Russians fight to keep derelict church from sinking beneath the waters

 The Krokhino church.

The Krokhino church.

The Krokhino project archive
Volunteers from all over Russia are working in the Vologda Region to save a unique monument of 18th-century architecture – the Church of the Nativity in the village of Krokhino – from destruction. For 50 years, it has been surrounded by water after the village was flooded during the construction of the Volga-Baltic Canal in 1964.

n ancient Russian legend tells of the invisible city of Kitezh, which sank beneath the waters of Lake Svetloyar in central Russia when Mongol invaders approached it in the 13th century, never to be seen again.

Seven hundred years later, in the 20th century, the fate of the mythical city of Kitezh became a tragic reality for hundreds of villages in Russia, when after World War II a massive artificial widening and deepening of the country’s rivers began – for the passage of large vessels or construction of hydropower plants.

Entire villages and small towns became flooded and thousands of people were forced to abandon their houses.

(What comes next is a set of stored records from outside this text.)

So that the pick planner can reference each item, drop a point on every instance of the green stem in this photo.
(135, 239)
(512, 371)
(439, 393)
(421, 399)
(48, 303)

The most famous example is Kalyazin, in the Tver Region north of Moscow, where today a lonely bell tower in the middle of a lake is all that is left of the old town, submerged during the construction of the Uglich Hydroelectric Station in 1940.

Volunteers are working to restore the building.

A quarter of a century later, the same fate was to befall the village of Krokhino, located on the banks of the Sheksna River in the Vologda Region, 400 miles north of Moscow.

For centuries here there were noisy fairs, fish and grain were sold, boats were built, and every day the bells of the Church of the Nativity summoned the villagers to prayer.

After the establishment of the Soviet regime, the church was not destroyed, but was turned first into the village club, then a workshop and finally into a drying house for grain.

But in 1964, during the construction of the deep-water Volga-Baltic Canal, the water level in the Sheksna River was artificially raised – and the village was submerged by the lake, leaving only the white-stone church rising out of the water.

With the passage of time, the ancient stone structure, whose bell tower was used as a beacon for passing ships, began to sink in the wet soil, while the walls began to crumble from the waves of passing vessels.


The tide turns

But the fate of the marooned church was to change one day in 2009, when Muscovite Anor Tukayeva happened to come in her car to the shores of the Sheksna reservoir.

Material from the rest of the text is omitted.